Virtualization, Cloud Computing and the PCI DSS

How do virtualization and cloud usage affect compliance with PCI? QSAs Ben Rothke and David Mundhenk provide practical advice.

1 2 Page 3

Virtualization and the hypervisor

In a virtualized environment, a hypervisor, also known as a virtual machine monitor (VMM), is a piece of platform-virtualization software that allows multiple operating systems to run concurrently on a host computer. While each operating system instance appears to have the host's processor, memory and other resources to itself, it is the hypervisor that is truly controlling the host processor and resources. The job of the hypervisor is to allocate the resources that are needed to each operating system and to ensure that each virtual machine doesn't conflict.

The hypervisor is a powerful tool of abstraction, and it's the reason that malicious software and rootkits attempt to install as hypervisor in virtualized environments. They do this to intercept operations of the operating system without the antivirus software necessarily detecting it.

Security provided by hypervisors is based on their ability to isolate processes from each other. On the Intel architecture, once a malicious party has access to ring 0, which is the most privileged mode of operation, there is no limit to what it can do. This includes any read, write and modification of all data. For a comprehensive look at hypervisor security, the paper, Security Consideration for Virtualization [PDF link], provides a highly technical overview of the topic.

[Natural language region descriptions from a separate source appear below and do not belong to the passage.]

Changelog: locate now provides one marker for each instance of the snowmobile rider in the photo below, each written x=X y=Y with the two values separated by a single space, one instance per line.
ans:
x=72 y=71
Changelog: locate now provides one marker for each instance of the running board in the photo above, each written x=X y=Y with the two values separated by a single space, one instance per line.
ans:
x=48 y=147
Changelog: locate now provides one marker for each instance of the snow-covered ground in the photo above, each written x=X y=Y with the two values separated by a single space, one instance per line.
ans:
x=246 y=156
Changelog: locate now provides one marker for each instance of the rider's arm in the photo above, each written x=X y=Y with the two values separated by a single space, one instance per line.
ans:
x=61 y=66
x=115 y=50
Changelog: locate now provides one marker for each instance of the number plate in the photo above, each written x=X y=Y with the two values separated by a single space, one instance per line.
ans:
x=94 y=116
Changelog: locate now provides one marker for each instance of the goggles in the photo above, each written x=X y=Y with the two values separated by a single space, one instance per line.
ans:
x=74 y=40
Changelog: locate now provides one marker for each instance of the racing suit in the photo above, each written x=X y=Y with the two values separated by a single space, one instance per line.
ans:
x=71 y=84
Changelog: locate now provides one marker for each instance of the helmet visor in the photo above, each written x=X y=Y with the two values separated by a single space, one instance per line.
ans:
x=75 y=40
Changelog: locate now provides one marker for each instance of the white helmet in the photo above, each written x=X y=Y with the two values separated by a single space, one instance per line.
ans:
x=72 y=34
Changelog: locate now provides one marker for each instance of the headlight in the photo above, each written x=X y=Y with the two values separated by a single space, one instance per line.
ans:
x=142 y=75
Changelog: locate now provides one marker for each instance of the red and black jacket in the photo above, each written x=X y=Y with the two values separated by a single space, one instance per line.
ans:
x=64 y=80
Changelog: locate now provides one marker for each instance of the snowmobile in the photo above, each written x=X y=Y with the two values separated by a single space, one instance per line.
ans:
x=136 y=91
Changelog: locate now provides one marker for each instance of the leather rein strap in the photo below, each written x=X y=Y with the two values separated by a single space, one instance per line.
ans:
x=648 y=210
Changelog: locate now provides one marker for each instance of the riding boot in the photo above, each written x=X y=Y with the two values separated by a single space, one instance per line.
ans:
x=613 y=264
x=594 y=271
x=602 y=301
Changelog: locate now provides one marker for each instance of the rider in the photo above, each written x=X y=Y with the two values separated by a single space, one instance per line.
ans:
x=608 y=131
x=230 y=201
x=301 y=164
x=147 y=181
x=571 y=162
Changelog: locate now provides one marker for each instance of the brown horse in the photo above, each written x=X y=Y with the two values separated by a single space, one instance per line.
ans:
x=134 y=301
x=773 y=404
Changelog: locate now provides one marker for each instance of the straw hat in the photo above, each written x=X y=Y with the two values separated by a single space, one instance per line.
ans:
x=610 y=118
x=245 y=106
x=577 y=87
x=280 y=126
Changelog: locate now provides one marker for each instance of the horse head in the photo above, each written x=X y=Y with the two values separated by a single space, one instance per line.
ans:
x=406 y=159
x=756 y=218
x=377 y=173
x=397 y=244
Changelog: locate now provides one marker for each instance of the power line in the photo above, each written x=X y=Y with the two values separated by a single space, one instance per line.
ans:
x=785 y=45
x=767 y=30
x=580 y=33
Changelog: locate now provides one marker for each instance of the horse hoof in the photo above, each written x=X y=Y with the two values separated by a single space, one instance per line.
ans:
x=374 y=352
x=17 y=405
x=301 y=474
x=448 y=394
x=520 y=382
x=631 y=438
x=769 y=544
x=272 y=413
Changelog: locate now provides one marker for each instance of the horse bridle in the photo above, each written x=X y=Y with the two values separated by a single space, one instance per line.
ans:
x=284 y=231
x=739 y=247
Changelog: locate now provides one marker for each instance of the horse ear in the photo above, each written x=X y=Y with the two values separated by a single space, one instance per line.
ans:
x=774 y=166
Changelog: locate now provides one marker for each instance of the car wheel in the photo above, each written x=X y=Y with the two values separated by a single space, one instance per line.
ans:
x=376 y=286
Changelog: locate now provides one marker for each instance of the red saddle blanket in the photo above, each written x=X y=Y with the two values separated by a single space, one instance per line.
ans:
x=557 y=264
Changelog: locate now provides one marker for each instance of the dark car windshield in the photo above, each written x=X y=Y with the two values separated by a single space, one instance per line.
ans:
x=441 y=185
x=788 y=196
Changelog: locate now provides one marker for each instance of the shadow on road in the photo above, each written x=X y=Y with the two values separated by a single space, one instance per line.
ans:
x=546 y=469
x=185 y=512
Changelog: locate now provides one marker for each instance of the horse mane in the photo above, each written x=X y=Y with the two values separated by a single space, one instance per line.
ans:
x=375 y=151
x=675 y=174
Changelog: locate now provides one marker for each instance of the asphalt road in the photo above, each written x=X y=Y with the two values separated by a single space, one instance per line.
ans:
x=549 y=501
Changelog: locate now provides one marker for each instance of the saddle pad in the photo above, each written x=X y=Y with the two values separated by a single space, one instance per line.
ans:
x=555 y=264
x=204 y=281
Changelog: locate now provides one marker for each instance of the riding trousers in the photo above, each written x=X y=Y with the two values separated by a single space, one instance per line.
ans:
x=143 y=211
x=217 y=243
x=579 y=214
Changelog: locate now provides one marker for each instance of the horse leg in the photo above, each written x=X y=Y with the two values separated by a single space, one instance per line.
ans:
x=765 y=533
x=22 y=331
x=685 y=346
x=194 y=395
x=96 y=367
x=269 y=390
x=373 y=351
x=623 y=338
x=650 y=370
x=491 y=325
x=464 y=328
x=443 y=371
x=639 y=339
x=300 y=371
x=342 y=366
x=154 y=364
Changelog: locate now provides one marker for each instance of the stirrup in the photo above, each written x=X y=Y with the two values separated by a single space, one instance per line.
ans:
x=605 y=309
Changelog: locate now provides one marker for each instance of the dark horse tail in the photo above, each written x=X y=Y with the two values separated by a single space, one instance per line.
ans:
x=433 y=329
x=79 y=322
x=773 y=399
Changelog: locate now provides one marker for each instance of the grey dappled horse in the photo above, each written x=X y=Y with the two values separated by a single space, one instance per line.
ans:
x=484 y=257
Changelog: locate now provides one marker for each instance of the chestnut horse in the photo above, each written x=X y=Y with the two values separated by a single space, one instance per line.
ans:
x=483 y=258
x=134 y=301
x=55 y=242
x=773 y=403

Security issues around hypervisors are not new. The challenge in securing hypervisors are somewhat complex and not for the fainthearted. Anyone using virtualization should realize that the hypervisor is the target of choice for any attacker.

There is an expanding set of hypervisor security software coming on the market. Those looking to get their feet wet may want to try Appgate Free Edition from AppGate Network Security. The free edition is a fully functional version of the AppGate Security server. It is delivered as a virtualized version and can be run on almost any computer hardware.

Cloud Computing and PCI

When it comes to cloud computing, organizations need to take a broad view of its use from a security perspective. Because cloud computing changes the risk landscape for organizations, particular consideration needs to be addressed regarding confidentiality, integrity, availability, privacy, regulatory and legal (e-discovery and more) areas.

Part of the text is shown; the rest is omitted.